Asker, gazi, başöğretmen, ulu önder... Atamızı vefatının 86’ncı yıl dönümünde saygıyla anıyoruz
Yıl 1938, saat 09:05... Yarın, Türkiye Cumhuriyeti’nin kurucu lideri Mustafa Kemal Atatürk’ün vefatının 86’ncı yıl dönümü. Saatler yarın bir kez daha 09:05’te duracak; trafik akmayacak, insanlar yürümeyecek. O saat geldiğinde herkes olduğu yerde Atatürk’ü anacak.
Türkiye Cumhuriyeti'nin kurucusu Gazi Mustafa Kemal Atatürk, 86. ölüm yıl dönümünde, tüm yurtta ve dünyada saygı ve minnetle anılıyor. Türk milletinin bağımsızlık mücadelesinin simgesi ve Cumhuriyet’in banisi Atatürk, 10 Kasım 1938 tarihinde, İstanbul'daki Dolmabahçe Sarayı'nda saat 09:05’te hayata gözlerini yumdu.
Atatürk, Türk milletinin tarihinde bir dönüm noktası olarak kabul edilen Kurtuluş Savaşı’nı zaferle taçlandırdıktan sonra, 29 Ekim 1923’te Cumhuriyet’i ilan ederek Türkiye'yi çağdaş bir devlete dönüştürme yolunda büyük adımlar attı. 86 yıl önce kaybettiğimiz Gazi Mustafa Kemal Atatürk, yalnızca siyasi bir lider değil, aynı zamanda bilim, eğitim, kültür ve sanat alanlarındaki köklü reformlarıyla da Türk milletine aydınlık bir gelecek bırakmıştır.

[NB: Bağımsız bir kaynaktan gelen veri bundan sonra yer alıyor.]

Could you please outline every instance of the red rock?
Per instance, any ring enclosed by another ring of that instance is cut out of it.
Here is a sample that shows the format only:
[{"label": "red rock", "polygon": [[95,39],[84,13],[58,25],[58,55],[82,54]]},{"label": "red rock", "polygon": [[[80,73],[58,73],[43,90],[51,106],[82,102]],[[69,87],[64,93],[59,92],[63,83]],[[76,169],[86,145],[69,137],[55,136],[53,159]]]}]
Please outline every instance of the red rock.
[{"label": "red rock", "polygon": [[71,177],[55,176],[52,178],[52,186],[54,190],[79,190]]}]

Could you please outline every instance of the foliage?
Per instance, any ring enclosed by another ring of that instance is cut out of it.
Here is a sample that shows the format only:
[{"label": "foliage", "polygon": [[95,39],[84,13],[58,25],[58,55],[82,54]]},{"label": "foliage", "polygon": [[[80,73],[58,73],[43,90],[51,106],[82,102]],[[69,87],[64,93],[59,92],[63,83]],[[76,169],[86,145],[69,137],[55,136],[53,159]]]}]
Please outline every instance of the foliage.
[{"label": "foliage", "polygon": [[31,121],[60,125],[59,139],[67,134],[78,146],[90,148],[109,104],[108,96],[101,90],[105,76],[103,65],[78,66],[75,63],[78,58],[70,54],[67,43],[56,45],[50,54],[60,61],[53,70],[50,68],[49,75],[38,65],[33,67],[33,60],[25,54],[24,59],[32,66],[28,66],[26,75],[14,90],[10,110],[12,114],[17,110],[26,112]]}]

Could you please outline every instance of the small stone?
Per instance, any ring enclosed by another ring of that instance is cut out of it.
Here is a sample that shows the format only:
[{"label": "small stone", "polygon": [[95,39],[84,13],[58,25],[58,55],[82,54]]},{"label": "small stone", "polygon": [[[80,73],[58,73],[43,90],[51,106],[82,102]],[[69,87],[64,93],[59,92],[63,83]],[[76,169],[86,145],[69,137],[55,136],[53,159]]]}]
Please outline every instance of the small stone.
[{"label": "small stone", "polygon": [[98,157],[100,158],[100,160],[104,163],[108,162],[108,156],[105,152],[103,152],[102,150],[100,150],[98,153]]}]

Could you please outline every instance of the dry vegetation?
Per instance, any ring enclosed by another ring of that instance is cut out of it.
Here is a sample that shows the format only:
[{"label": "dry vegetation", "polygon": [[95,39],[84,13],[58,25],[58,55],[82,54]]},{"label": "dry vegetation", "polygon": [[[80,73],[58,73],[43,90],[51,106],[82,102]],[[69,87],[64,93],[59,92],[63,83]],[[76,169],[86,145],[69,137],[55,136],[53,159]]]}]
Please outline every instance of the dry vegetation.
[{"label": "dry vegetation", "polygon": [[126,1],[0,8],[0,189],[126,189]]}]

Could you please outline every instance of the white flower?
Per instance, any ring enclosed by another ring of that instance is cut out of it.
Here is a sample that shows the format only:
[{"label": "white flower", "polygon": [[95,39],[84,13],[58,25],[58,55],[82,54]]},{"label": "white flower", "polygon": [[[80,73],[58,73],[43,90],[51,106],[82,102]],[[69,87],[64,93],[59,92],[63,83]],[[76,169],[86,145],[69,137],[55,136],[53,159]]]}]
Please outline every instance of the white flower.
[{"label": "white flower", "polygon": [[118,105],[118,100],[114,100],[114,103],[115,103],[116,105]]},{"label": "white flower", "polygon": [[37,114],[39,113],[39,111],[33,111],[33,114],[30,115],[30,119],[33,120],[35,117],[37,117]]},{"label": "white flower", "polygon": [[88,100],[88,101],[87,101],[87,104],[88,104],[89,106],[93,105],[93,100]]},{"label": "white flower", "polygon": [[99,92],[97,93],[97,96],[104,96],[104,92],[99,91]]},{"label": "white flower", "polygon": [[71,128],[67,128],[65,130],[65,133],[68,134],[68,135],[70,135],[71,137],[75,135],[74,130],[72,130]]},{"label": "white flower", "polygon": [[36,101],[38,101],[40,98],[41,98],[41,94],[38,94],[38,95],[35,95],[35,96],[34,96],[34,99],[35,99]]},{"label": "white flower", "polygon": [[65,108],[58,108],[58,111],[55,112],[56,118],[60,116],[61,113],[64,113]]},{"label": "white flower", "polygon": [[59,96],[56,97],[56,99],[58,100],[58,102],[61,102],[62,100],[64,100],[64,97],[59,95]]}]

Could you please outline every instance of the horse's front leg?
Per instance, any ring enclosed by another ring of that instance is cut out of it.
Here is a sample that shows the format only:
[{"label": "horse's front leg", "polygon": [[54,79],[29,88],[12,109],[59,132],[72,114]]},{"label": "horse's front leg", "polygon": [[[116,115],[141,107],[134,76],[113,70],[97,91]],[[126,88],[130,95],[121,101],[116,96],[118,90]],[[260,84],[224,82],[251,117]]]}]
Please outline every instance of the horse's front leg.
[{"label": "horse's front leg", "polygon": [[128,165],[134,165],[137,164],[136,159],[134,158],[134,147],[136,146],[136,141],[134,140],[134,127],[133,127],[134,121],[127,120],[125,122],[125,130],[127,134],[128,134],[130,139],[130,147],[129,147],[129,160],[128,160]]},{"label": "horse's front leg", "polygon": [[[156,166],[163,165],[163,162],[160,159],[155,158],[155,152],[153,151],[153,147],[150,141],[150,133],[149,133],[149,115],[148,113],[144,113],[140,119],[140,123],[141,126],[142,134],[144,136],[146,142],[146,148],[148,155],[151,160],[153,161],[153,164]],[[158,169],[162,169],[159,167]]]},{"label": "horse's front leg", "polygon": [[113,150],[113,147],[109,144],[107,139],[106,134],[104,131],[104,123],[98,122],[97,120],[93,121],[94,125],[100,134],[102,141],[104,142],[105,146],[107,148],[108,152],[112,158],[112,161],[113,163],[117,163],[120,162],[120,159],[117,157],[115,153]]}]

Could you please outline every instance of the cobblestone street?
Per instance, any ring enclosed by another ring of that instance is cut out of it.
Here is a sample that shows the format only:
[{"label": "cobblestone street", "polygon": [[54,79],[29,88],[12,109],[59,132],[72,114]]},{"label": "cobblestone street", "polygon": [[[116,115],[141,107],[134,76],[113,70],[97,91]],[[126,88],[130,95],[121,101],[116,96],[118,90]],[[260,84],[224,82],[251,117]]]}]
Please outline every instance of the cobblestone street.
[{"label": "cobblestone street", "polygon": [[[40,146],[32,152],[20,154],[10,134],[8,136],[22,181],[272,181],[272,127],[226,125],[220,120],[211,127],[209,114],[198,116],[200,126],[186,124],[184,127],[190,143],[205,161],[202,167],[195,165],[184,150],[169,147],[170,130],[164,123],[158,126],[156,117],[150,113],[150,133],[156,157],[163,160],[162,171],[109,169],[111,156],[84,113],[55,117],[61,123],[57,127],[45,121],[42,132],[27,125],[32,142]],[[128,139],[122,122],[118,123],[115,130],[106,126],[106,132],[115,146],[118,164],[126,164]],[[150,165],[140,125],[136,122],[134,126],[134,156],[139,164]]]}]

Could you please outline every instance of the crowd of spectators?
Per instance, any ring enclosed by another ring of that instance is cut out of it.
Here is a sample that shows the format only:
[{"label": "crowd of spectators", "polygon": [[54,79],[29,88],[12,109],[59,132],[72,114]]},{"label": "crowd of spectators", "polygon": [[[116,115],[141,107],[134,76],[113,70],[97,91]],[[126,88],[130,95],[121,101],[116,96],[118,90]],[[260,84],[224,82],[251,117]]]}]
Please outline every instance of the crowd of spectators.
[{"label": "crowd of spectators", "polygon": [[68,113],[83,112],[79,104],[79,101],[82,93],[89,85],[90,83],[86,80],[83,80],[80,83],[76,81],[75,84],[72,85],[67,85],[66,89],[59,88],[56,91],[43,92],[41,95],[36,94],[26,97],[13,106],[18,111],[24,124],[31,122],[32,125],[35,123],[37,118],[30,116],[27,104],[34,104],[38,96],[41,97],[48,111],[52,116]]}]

MÜLKİYEDEN AYRILIP SELANİK ASKERİ RÜŞTİYESİ’NE GEÇTİ
1881’de dünyaya gelen Büyük Önder Mustafa Kemal Atatürk’ün hayatını değiştiren ilk adım belki de ortaokul eğitimi için gittiği Selanik Mülkiye Rüştiyesi'nden kendi isteğiyle ayrılması oldu. Mülkiyeden ayrılan Atatürk eğitim hayatını Selanik Askeri Rüştiyesi’nde sürdürdü. Bu okulda matematik öğretmenliği yapan Yüzbaşı Mustafa Efendi, Atatürk'ü sınıftaki diğer "Mustafa"lardan ayırmak için üstün yetenekli öğrencisine ikinci ad olarak "Kemal" ismini koydu.
Selanik Askeri Rüştiyesi’ni bitiren Atatürk, sonrasında ise İstanbul’a gelerek 1899 yılında Harp Okulu’na girdi. Buradan 1902 yılında teğmen rütbesiyle mezun olan Atatürk, Harp Akademisi'nden de 1905'te kurmay yüzbaşı rütbesiyle mezun oldu.
Atatürk’ün buradan sonraki durağı ise Şam oldu. 1905 yılında kurmaylık stajı için Şam’da 5’inci Ordu emrine atandı. Suriye bölgesindeki üstün hizmetleri nedeniyle Beşinci Rütbe'den Mecidi Nişanı verilen Atatürk, 1907'de merkezi Makedonya'nın Manastır şehrinde bulunan 3. Ordu Karargahı'na atandı. Atatürk, 3. Ordu Karargahı'nın Selanik'teki kurmay şubesinde görevlendirildi.
BİNBAŞI RÜTBESİ ALDI
Mustafa Kemal Atatürk, Manastır ve Selanik'te görevliyken 1909'da İstanbul'daki 31 Mart Vakası'nı bastıran Hareket Ordusu'nda görev yaptı. Atatürk bir yıl sonra ise Arnavutluk'taki isyanı bastırmak için düzenlenen harekatta da görev aldı. İtalya’nın 1911 yılında Trablusgarp’a asker çıkarmasının ardından Atatürk Tobruk’a gönderildi. Tobruk ve Derne’deki başarısı Atatürk’ü binbaşı rütbesine çıkartırken, Atatürk 1912-1913 yıllarında Balkan Savaşı'na katılan Atatürk, Edirne'yi Bulgaristan'dan geri alan kolorduda görev yaptı.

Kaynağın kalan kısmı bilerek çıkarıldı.